Some people are stuck in the analog age in the midst of a digital world.

My dad was one of those people.

In fact, I’ll bet a lot of people’s dads were like that. Unless it had a carburetor or it could kill you by using it wrong, there was a good chance it was too high-tech for my dad.

Now, by no means am I part of the rising generation. I clearly remember when the Nintendo wouldn’t work unless the TV was set to Channel 3. Sidenote, no matter what brand of system it was, Sega, Sony, or otherwise, my dad called it a Nintendo. All of them.

But don’t get me wrong, he wasn’t inept. There are mysteries my dad took to the grave that I’ll never unravel. Like how he knew the secret to sharpening a chainsaw so perfectly that the chain would stay sharp for weeks. Or how he always knew the exact gas-to-oil ratio for the weed whacker without measuring. The man was a wizard with tools.

Now I will also mention that he was also the one who taught me how to set the VCR to record Toonami before I got home from school. But when we finally brought a computer into the house during my teenage years, that’s when he decided that the world had advanced too far for his taste.
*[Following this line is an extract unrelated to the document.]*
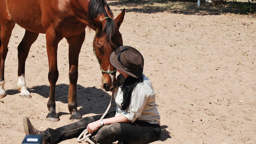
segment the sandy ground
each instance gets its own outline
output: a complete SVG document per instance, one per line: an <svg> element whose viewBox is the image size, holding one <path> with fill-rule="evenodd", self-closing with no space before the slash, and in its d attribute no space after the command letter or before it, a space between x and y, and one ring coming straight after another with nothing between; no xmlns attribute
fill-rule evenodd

That was where he drew the line and his journey with technology ended.

To him, Photoshop might as well have been witchcraft. HTML? That was some kind of alien language. Over the years, I’d try here and there to introduce him to something new, tentatively, gently. It took years of convincing to get him to get a cellphone and give up the landline phone that didn’t even have long distance and that had barely supported dial-up back in the day. The turning point? Showing him YouTube.

He couldn’t believe he could watch full-length Led Zeppelin or Rush concerts from the ’70s, whenever he wanted. That blew his mind. Eventually, I showed him how to stream shows like Duck Dynasty and MASH on demand, and I think that’s when he truly started to come around.

He had missed out on so many modern conveniences for so long, not because he wasn’t capable, but because he was set in his ways. And when he did start to dip his toe into the digital world, it was always on his own terms.

I say all this as a millennial who still refuses to use TikTok. So, I get it. But I learned something from watching him:

Resisting progress just for the sake of resisting it can cause you to miss out on a world you don’t even know is there.

Maybe that world is better. Maybe it’s not. But it’s there. And sometimes, all it takes is a little curiosity, and maybe a full-length classic rock concert on YouTube, to step into it.